В моей рабочей комнате все было спокойно. Я на мгновение замерла на пороге. Одна ставня была отворена ветром, и луна проливала холодный свет на полки, уставленные коробочками со свитками, на ровные белые стены, на странные безделушки, теснящиеся на моем письменном столе. Вот блестящий кристалл кварца, подобранный на берегу реки близ Пирры; вот морская раковина; вот фиал с благовонием из Лидии; пара золоченых костей-бабок; четыре-пять вощеных табличек и чистый свиток папируса (уже месяц, как я купила его, и все лежит нетронутым!) и кольцо из оникса. Я внесла в комнату светильник и села за стол. Первое, что я заметила, был запечатанный свиток, нарочно помещенный на самое видное место. Сердце мое так и подпрыгнуло, перехватило дыхание, и пока я подносила к свитку светильник, чтобы разглядеть печати, по телу моему волна за волной пробегала дрожь. Это были печати одного торговца, которого я до смерти ненавидела и который - до недавних пор - готов был по первому моему требованию поставлять мне заморские товары в кредит. То предложит алебастровый светильник из Египта - когда в нем горит огонь, на чаше высвечивается диковинный узор; то сверток расшитого цветами шелка, то серьги из Сирии, то полосатые подушки, то пару стульев, инкрустированных орнаментом в виде бегущих оленей (на одном из этих стульев я сейчас и сижу); то украшенные слоновой костью кушетки, на которых так удобно возлежать во время обеда, то азиатские ковры, то украшения и благовония… Но вот о том, что ожидает меня в этом письме, я могла догадаться, не читая…
В дверь тихонько постучали. Вошла Праксиноя, а за ней юная, испуганная рабыня (Талия? Эринна?). Я повелела им зажечь светильники в баньке и согреть воду. Ужинать? Нет, сказала я, есть не буду. Праксиноя печально покачала головой. Оказывается, она приготовила мне роскошное блюдо из перепелки. Неожиданно я почувствовала себя крохотной и слабой, словно дитя. Да нет же, говорю, нет! Уловив в моем голосе нотки истерики, Праксиноя шикнула на девочку, отсылая прочь.

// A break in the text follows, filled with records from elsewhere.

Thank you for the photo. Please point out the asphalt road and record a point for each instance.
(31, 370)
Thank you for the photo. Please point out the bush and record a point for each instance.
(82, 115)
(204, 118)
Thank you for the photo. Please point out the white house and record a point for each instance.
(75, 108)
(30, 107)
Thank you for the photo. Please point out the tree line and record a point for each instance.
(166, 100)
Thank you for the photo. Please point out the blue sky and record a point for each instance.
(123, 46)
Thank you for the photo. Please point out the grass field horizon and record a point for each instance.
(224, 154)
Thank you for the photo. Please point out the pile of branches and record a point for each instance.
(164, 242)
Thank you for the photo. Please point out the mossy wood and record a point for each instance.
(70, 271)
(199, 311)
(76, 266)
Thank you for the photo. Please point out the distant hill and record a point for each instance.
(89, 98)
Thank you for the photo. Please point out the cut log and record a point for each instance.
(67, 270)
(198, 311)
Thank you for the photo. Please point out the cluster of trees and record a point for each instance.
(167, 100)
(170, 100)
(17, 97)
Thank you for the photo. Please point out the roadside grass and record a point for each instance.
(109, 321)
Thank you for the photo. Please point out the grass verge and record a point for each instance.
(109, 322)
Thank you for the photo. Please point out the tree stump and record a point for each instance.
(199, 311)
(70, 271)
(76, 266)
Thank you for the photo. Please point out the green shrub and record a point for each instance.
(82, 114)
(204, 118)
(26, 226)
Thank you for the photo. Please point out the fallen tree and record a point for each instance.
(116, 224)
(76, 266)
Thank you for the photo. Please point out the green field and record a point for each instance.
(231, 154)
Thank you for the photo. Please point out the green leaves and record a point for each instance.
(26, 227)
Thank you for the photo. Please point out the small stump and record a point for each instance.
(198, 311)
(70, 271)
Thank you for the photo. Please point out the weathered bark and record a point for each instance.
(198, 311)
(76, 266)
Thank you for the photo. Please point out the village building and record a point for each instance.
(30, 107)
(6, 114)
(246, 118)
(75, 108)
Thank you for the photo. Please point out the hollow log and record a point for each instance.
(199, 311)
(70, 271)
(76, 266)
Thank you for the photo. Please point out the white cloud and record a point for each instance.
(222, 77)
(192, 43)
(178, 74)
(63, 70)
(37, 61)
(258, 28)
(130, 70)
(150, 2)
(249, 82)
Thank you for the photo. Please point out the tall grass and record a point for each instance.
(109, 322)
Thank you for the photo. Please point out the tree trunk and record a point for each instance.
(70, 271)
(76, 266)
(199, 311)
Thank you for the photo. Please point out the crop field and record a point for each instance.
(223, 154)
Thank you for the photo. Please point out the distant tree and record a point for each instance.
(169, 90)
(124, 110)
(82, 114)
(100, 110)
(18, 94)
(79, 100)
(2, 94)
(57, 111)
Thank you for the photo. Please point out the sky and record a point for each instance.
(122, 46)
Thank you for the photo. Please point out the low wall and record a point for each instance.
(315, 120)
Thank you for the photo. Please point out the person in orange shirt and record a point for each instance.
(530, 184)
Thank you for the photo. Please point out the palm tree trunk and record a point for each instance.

Я услышала их тихий разговор, доносившийся из соседней спальни, потом металлический звон, шум льющейся воды и потрескивание занявшихся огнем веток - это разожгли огонь под огромным медным чаном в баньке. Затем Праксиноя вышла снова - до моих ушей донесся знакомый шорох шагов, удалявшихся по коридору в сторону лестницы. Девочка, оставшаяся в баньке, начала сперва тихонько, потом все громче насвистывать бесхитростную мелодию, разбередившую мои детские воспоминания. Впервые я услышала еще в Эресе, как ее поют женщины за ткацким станком. Я вздохнула, встала и, точно во сне, направилась в спальню.
По обе стороны моего туалетного столика, точно часовые, стоят большие семисвечники. В каждом горят чистым ровным пламенем семь больших свечей, роняя отблески на золотое узорочье и кованое железо. Это был, прямо скажем, не тот подарок, о котором я просила, а даритель, хотя его давно уж нет на свете, по-прежнему заставляет меня чувствовать себя неловко, когда вспоминаешь его жесткую, бескомпромиссную мужскую стать. Когда Антименид вернулся от вавилонского царя, у которого служил наемником и ходил походом на Иудею, он привез мне эти семисвечники в знак примирения, но вместе с тем в этом подарке заключался и вызов. "Из разоренного иудейского храма", - небрежно бросил он, показывая взглядом на шестиконечные звезды на стыке ножки и разветвления. Я испугалась: вдруг на них лежит печать проклятия - они ведь были свидетелями того, как пролилась кровь иудейских жрецов. "Ерунда, - возразил он, - пустые сплетни вояк и базарных торговок!" По тону его голоса сложно было понять, какую из двух вышеназванных категорий он презирает больше.